Hence there has been a lot of interest in the industry in exploring alternate anode materials that would have much higher energy density and enhanced safety while remaining low cost and retaining long cycle life. High capacity alloy anodes such as silicon and tin have been explored as potential replacements for graphite due to their large theoretical energy densities. However, these materials have not been transformed to high volume manufacturing. There are three main technical limitations that have deterred the adoption these advanced materials using conventional slurry based approaches.

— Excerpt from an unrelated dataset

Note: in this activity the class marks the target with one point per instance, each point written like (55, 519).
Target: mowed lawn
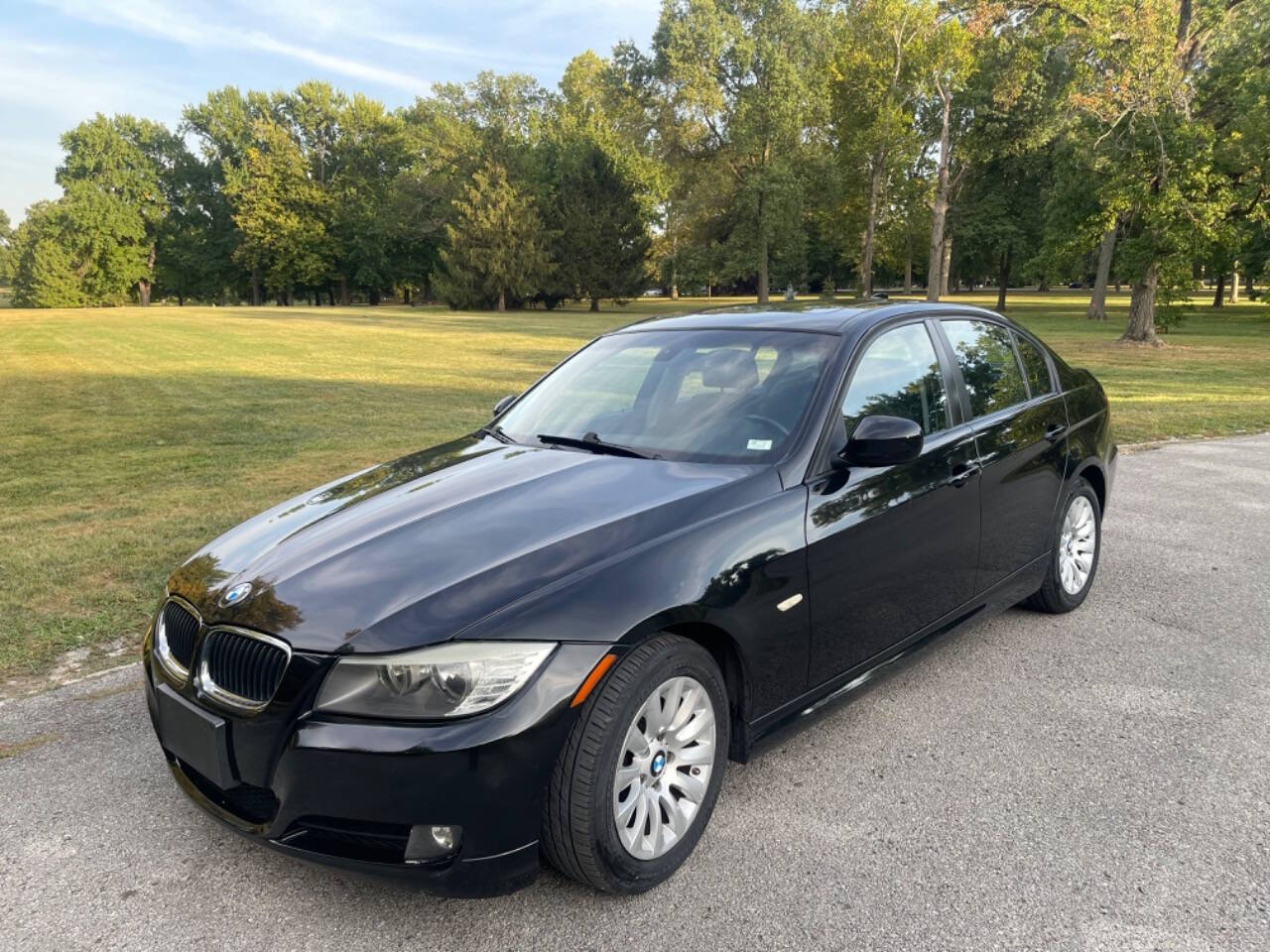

First, the large volumetric stress that occurs in these alloy anodes during lithiation/delithiation leads to the pulverization of alloy anode particles resulting in poor cycle life. Second, the poor or unstable solid electrolyte interphase (SEI) layer formed on the surface leads to instability in performance and also to potential safety issues. Third, the first-cycle irreversible capacity loss is too high in these alloy anodes to be introduced to practical application.
One way to circumvent some of these issues, if not all, is to engineer particles that embed the alloy anodes in multiphase composites or by particle size engineering. These approaches, while moderately successful in mitigating the first cycle loss and extending the cycle life, fail to achieve desired gravimetric and volumetric energy densities due to the mass contribution from inactive components. Improvements in energy density, often if not always, result in a corresponding decline in power density.
Accordingly, there is a need in the art for faster charging, higher capacity energy storage devices that are smaller, lighter, and can be more cost effectively manufactured.